I had lunch with him a day or two after my meeting with Lucy. The sight of his affectionate, melancholy face and the warmth of his greeting somehow made me think of the sentimental mood in which I had been left by that encounter.
“I do feel lonesome,” I said, with a smile, in the course of our chat. “I met a girl the other day—”
“Did you?” he said, expectantly.
“Oh, she is a mere child, not the kind of girl you mean, Mr. Nodelman. I once boarded in her mother’s house. She was a mere child then. She is still a child, but she goes to college now, and she is taller than her mother. When I saw her I felt old.”

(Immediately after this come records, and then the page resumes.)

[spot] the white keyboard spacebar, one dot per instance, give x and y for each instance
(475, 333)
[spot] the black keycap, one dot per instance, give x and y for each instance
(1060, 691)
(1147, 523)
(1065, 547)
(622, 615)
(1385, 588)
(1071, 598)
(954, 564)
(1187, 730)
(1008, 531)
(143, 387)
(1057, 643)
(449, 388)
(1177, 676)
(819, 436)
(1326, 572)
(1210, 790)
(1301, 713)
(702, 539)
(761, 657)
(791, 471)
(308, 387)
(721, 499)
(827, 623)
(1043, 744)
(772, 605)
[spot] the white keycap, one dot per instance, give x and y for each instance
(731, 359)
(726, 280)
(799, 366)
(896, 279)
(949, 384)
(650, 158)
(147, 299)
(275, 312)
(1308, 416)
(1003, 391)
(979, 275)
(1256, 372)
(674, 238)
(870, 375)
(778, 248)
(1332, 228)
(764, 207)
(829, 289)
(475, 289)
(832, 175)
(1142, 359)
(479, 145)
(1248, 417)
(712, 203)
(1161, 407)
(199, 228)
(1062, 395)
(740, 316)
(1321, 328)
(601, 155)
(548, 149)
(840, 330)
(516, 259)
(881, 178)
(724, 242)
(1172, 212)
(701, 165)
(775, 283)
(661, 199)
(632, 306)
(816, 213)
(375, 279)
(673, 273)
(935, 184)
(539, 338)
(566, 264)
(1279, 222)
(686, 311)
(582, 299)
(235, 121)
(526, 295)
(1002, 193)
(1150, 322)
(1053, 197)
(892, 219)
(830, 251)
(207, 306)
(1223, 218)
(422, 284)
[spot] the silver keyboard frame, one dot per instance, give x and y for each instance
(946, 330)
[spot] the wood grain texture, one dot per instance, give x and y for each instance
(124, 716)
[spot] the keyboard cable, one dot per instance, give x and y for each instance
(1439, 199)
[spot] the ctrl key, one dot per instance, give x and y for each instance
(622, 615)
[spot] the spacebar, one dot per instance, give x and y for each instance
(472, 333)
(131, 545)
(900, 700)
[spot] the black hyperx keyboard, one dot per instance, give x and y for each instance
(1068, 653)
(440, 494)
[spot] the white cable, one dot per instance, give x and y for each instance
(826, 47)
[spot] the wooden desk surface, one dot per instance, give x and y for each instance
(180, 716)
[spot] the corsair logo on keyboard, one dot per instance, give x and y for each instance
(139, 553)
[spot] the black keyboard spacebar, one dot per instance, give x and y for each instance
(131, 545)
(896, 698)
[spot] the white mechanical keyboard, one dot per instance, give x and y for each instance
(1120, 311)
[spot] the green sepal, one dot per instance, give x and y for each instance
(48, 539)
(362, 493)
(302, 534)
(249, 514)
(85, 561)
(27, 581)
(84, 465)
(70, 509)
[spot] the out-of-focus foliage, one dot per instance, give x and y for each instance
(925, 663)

“Is that anything to be sad about? Pshaw! Get married, and you’ll have a daughter of your own, and when she grows up you won’t be sorry. Take it from me, Levinsky. There can be no greater pleasure than to watch your kids grow.” And he added, in a lower tone, “I do advise you to get married.”
“Perhaps I ought to,” I said, listlessly. “But then it takes two to make a bargain.”
“Oh, there are lots of good girls, and you can have the best piece of goods there is.”
“Oh, I don’t know. It wouldn’t be hard to find a good girl, perhaps. The question is whether she’ll be good after the honeymoon is over.”
“You don’t want a bond and mortgage to guarantee that you’ll be happy, do you? A fellow must be ready to take a chance.”
There is an old story of a rabbi who, upon being asked by a bachelor whether he should marry, said: “If you do you will regret it, my son; but then if you remain single you are sure to regret it just as much; perhaps more. So get married like everybody else and regret it like everybody else.” Nodelman now quoted that rabbi. I had heard the anecdote more than once before, but it seemed as though its meaning had now revealed itself to me for the first time.